You can definitely add imports as you go along!

For testing your function, we'll use the [Banknote Authentication Dataset](https://archive.ics.uci.edu/ml/datasets/banknote+authentication). In this Binary Classification dataset, 0 is an **Authentic** banknote, 1 is a **Forged** banknote. The four features are Skewness, Variance, Kurtosis and Entropy.

In [None]:
import numpy as np
import pandas as pd
import matplotlib.pyplot as plt
import pickle # this is for scripting

from sklearn.model_selection import train_test_split
from sklearn.tree import DecisionTreeClassifier
from sklearn.ensemble import RandomForestClassifier

from sklearn.metrics import plot_confusion_matrix, classification_report

In [None]:
df = pd.read_csv('data_banknote_authentication.csv')
df.columns = ["Variance","Skewness", "Kurtosis", "Entropy", "Class"]

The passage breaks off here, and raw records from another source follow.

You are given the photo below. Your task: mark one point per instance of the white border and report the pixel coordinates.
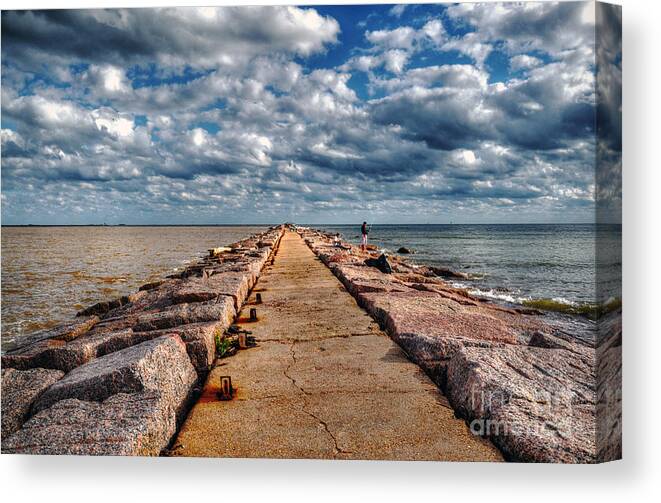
(72, 479)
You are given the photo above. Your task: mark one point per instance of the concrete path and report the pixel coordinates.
(324, 382)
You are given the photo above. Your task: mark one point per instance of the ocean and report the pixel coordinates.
(50, 273)
(549, 266)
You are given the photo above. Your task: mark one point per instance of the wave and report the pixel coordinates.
(590, 310)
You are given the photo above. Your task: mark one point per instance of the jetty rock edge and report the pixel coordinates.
(121, 378)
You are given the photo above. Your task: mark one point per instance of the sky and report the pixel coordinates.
(464, 113)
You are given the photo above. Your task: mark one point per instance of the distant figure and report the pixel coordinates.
(364, 231)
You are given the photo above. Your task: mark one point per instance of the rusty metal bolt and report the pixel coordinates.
(226, 390)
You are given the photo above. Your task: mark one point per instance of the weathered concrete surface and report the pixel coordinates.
(324, 382)
(20, 388)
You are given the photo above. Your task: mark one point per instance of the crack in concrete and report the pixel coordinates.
(304, 409)
(288, 340)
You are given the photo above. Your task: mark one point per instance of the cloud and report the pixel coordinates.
(188, 114)
(201, 37)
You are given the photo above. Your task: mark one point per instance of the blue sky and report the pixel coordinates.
(391, 114)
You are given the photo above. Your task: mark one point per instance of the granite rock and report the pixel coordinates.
(161, 364)
(138, 424)
(536, 404)
(20, 388)
(220, 309)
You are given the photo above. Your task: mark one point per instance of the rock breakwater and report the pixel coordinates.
(119, 379)
(538, 394)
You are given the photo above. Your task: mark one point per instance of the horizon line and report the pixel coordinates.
(301, 224)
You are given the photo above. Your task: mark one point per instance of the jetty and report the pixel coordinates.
(295, 344)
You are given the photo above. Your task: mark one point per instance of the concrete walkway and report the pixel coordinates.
(324, 382)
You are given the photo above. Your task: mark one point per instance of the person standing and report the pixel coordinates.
(364, 231)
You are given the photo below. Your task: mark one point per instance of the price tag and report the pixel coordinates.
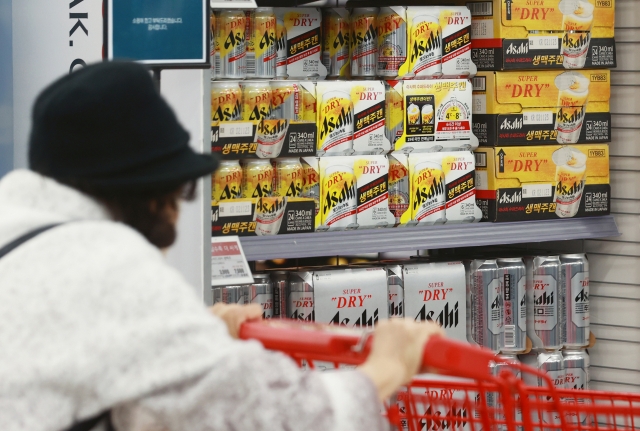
(228, 264)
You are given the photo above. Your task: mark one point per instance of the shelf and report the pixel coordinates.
(428, 237)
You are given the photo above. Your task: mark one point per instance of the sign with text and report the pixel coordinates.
(228, 264)
(166, 33)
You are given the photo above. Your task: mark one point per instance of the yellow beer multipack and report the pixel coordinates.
(543, 34)
(543, 182)
(542, 107)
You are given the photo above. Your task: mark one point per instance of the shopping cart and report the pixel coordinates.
(474, 389)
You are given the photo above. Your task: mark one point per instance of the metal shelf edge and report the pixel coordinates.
(429, 237)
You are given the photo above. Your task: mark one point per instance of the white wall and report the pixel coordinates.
(615, 262)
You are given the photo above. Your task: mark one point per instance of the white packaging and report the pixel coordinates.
(437, 292)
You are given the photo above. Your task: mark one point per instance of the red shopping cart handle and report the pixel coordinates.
(313, 341)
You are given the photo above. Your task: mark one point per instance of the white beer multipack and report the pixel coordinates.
(354, 193)
(351, 118)
(351, 297)
(437, 292)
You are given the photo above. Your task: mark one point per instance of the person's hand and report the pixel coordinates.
(396, 353)
(234, 315)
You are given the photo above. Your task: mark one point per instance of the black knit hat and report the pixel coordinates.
(107, 125)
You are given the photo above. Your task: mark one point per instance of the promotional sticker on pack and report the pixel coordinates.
(542, 107)
(437, 116)
(543, 182)
(353, 297)
(437, 292)
(354, 193)
(442, 188)
(546, 34)
(351, 118)
(299, 32)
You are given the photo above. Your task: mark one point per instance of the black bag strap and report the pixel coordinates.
(24, 238)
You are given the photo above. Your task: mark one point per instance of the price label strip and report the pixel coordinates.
(228, 263)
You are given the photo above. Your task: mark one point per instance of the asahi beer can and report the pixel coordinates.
(547, 309)
(576, 367)
(513, 276)
(425, 46)
(364, 42)
(261, 52)
(437, 292)
(351, 297)
(261, 292)
(281, 49)
(288, 177)
(233, 295)
(335, 47)
(300, 300)
(226, 182)
(339, 204)
(335, 124)
(429, 199)
(231, 45)
(256, 96)
(395, 283)
(392, 42)
(226, 101)
(280, 282)
(286, 100)
(398, 188)
(575, 291)
(486, 291)
(257, 178)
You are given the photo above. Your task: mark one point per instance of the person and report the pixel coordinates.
(93, 320)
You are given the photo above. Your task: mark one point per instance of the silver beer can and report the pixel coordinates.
(547, 307)
(233, 295)
(395, 282)
(512, 274)
(300, 296)
(364, 42)
(487, 303)
(261, 292)
(280, 281)
(574, 289)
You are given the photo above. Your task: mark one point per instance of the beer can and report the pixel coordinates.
(512, 275)
(364, 42)
(226, 101)
(300, 296)
(226, 182)
(231, 44)
(574, 288)
(281, 49)
(280, 282)
(398, 188)
(261, 50)
(286, 101)
(547, 309)
(487, 303)
(257, 178)
(335, 47)
(288, 177)
(256, 96)
(233, 295)
(392, 42)
(395, 283)
(261, 292)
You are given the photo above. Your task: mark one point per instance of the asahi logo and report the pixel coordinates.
(516, 124)
(514, 198)
(523, 48)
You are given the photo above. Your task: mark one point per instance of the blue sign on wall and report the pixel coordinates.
(159, 32)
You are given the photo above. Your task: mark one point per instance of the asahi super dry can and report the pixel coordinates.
(575, 291)
(364, 42)
(512, 274)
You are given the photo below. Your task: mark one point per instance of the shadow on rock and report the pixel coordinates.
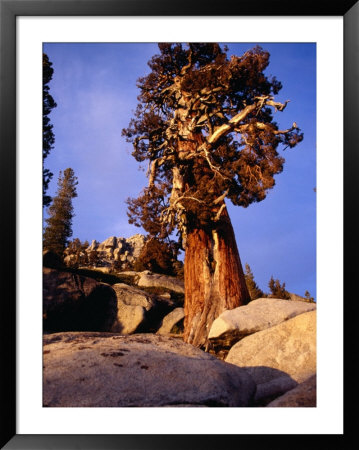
(271, 383)
(72, 302)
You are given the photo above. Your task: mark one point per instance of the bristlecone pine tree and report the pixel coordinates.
(252, 286)
(48, 137)
(204, 123)
(59, 223)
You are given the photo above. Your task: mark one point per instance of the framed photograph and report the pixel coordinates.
(98, 49)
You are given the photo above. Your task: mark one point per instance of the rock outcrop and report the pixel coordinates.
(279, 357)
(107, 370)
(304, 395)
(73, 302)
(173, 318)
(233, 325)
(138, 310)
(113, 251)
(148, 279)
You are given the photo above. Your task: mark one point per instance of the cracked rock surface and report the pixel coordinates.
(106, 369)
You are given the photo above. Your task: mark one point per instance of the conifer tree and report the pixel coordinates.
(204, 125)
(48, 137)
(59, 223)
(252, 286)
(277, 289)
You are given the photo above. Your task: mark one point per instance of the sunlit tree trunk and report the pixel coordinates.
(214, 279)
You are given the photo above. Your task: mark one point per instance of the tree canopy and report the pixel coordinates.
(48, 137)
(205, 125)
(61, 211)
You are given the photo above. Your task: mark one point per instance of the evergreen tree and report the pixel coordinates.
(204, 124)
(77, 250)
(252, 286)
(309, 297)
(277, 289)
(59, 223)
(48, 137)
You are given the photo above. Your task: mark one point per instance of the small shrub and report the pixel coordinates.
(278, 290)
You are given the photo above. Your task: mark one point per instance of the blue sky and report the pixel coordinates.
(94, 86)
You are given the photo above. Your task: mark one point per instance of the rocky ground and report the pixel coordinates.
(127, 349)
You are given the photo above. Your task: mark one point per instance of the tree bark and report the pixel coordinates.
(214, 279)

X = df.drop('Class', axis=1)
y = df['Class']
X_train, X_test, y_train, y_test = train_test_split(X, y, test_size = 0.20) 

In [None]:
# feel free to inspect your data here!



## Fitting and Evaluating a Model

Let's start with a Decision Tree. We're going to fit a Decision Tree with default parameters and output:
- Confusion Matrix: https://scikit-learn.org/stable/modules/generated/sklearn.metrics.plot_confusion_matrix.html
- Classification Report: https://scikit-learn.org/stable/modules/generated/sklearn.metrics.classification_report.html

For **both** the train set and the test set.




In [None]:
# instantiation
dtree = DecisionTreeClassifier()

# fitting
dtree.fit(X_train, y_train)

# predictions
y_hat_train = dtree.predict(X_train)
y_hat_test = dtree.predict(X_test)

In [None]:
print(classification_report(y_train, y_hat_train))
print(classification_report(y_test, y_hat_test))

In [None]:
fig, (ax0, ax1) = plt.subplots(1, 2, figsize=(18, 6))

plot_confusion_matrix(dtree, X_train, y_train, ax=ax0)
plot_confusion_matrix(dtree, X_test, y_test, ax=ax1)

ax0.title.set_text('Train Confusion Matrix')
ax1.title.set_text('Test Confusion Matrix')

## Replicate with a Random Forest

Repeat the same steps with a random forest. Start to get a sense of how your function will look.

## Function Time!!

Now create a function with your own inputs to be able to replicate the process with any instantiated model. You can change up the arguments of the function as you see fit, and make sure you're returning the model object if it's being fit within your function. 

You can even play around with what information your function gets for you! Perhaps the amount of time it takes for your model to train? 

In [None]:
def run_model(model, X_train, y_train, X_test, y_test):
    
    return model # return the model object!!!

In [None]:
# import and instantiate a different sklearn model to test your function!
# after instantiating a model, the run_model function should run and output whatever you want it to output

test_model = None

run_model(test_model, X_train, y_train, X_test, y_test)

### Why `return` model?

In short, it allows us to access the model's attributes, such as feature importances, via a variable.

In [None]:
dtree2 = DecisionTreeClassifier(max_depth=10)
dtree2.fit(X_train, y_train)

In [None]:
dtree2.feature_importances_ # for example, feature importances is an attribute of a fitted model

In [None]:
fi = sorted(list(zip(dtree2.feature_importances_, X_train.columns)))
fi = pd.DataFrame(fi, columns=['impt', 'name'])
fi

In [None]:
plt.barh(fi.name, fi.impt)
plt.title('Feature Importances');

If you were to do:

```variable = run_model(tree, X_train, y_train, X_test, y_test)```

You'd be able to access feature importances through: `variable.feature_importances_` as long as you return the model object at the end of your function. **Don't forget to return the model object!!!**

## Scripting

We have talked briefly about scripting in the past! To try it out:

1. Create a Python file ending in `.py`. For example, `functions.py`
2. Copy your import statements into the Python file, as well as your function
3. To test if your script works, do: `from functions import *` and you should be able to use your function in any notebook!